Evaluation is available through exact.EvalutionRunner. The class name is intentionally spelled as it appears in the package API.

Operations

Caching

use_file_cache: true reuses dataset and model caches. Inference checkpoints are enabled by default and resume from compatible runs.

Memory

Use -m 60G or a larger heap for large OWL files.

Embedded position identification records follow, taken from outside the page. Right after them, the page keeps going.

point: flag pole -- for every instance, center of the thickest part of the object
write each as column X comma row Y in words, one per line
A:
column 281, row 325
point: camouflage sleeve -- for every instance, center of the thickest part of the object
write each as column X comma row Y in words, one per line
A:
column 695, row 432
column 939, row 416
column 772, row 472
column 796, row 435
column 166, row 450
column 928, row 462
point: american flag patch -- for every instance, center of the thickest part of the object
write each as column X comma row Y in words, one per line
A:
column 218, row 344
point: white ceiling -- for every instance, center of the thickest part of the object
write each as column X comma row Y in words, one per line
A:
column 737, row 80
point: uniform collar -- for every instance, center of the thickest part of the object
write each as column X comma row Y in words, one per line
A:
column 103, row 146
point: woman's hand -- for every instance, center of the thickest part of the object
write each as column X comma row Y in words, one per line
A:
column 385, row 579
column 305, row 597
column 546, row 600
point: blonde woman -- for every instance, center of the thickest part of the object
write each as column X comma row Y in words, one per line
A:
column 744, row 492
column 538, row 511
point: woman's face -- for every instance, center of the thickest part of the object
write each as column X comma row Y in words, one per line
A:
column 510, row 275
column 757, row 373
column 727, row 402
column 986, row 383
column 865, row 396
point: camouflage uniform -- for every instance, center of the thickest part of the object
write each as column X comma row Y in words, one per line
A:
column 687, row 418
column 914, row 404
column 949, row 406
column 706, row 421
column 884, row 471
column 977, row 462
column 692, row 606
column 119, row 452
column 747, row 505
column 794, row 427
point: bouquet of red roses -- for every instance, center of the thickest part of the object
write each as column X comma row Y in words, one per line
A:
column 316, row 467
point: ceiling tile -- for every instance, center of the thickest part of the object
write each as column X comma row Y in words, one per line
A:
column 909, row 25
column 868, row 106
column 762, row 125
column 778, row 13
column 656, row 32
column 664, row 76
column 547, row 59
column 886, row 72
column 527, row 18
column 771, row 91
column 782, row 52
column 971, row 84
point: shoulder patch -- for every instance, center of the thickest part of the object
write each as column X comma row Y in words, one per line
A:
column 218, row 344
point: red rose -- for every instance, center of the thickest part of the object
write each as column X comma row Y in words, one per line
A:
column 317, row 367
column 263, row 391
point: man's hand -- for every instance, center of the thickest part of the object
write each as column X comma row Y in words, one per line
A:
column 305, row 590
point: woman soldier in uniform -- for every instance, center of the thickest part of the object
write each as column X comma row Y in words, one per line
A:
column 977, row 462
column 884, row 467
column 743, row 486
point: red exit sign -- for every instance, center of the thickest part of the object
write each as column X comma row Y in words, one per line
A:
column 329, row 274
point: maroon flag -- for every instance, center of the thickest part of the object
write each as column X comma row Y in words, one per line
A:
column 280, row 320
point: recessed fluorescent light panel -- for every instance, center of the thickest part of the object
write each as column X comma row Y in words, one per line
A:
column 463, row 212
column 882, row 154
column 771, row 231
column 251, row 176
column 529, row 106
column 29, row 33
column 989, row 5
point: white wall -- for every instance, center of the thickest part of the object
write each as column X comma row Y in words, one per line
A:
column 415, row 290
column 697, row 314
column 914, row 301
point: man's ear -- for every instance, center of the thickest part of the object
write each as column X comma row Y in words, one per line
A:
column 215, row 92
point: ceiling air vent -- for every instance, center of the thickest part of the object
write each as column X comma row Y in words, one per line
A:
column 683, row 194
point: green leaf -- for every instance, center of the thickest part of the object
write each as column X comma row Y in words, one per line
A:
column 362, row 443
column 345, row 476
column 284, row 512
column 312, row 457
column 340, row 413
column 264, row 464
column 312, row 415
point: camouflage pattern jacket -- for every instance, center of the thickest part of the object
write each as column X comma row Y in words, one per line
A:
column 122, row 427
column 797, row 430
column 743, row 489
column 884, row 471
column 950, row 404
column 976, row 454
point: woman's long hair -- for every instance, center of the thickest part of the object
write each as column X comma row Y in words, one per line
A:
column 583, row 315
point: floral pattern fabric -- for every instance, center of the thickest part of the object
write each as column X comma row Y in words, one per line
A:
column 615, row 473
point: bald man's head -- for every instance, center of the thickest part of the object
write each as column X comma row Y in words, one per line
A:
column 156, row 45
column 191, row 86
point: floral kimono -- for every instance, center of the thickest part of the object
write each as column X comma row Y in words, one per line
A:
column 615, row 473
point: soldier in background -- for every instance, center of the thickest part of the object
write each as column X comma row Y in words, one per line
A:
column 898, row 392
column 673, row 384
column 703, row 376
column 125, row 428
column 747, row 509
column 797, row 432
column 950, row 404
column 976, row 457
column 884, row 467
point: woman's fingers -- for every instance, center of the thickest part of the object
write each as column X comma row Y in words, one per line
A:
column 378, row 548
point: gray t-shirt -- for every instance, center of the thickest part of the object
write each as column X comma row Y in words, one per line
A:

Java is needed for ontology loading, reasoning, and visualizer ontology expansion.

Devices

Pass -d 0 for GPU 0. If CUDA is unavailable, the alignment action logs a warning and uses CPU.

Slurm

Use the scripts in deploy/sbatch with the YAML runner for reproducible cluster jobs.

Troubleshooting

Symptom	Likely cause	Action
JVM fails to initialize	Java is missing or `JAVA_HOME` does not point to a usable runtime.	Install a JDK/JRE and rerun with an explicit heap size such as `-m 32G`.
Hosted LLM falls back locally	Missing OpenRouter key or hosted decision profile lacks usable chat logprobs.	Set `OPENROUTER_API_KEY`, choose a compatible profile, or disable LLM use.
No `full_explanations.json`	JSON export is disabled.	Set `alignment_params.save_json: true` before the run.
User-study analysis cannot start	The input run is not a local ranking run or lacks full explanations.	Run alignment with `-c` and enable `save_json`.
Very slow preprocessing	Large ontology reasoning, high candidate `top_k`, or wide structural evidence pools.	Increase heap, reuse cache, lower `top_k`, or reduce structural caps for exploratory runs.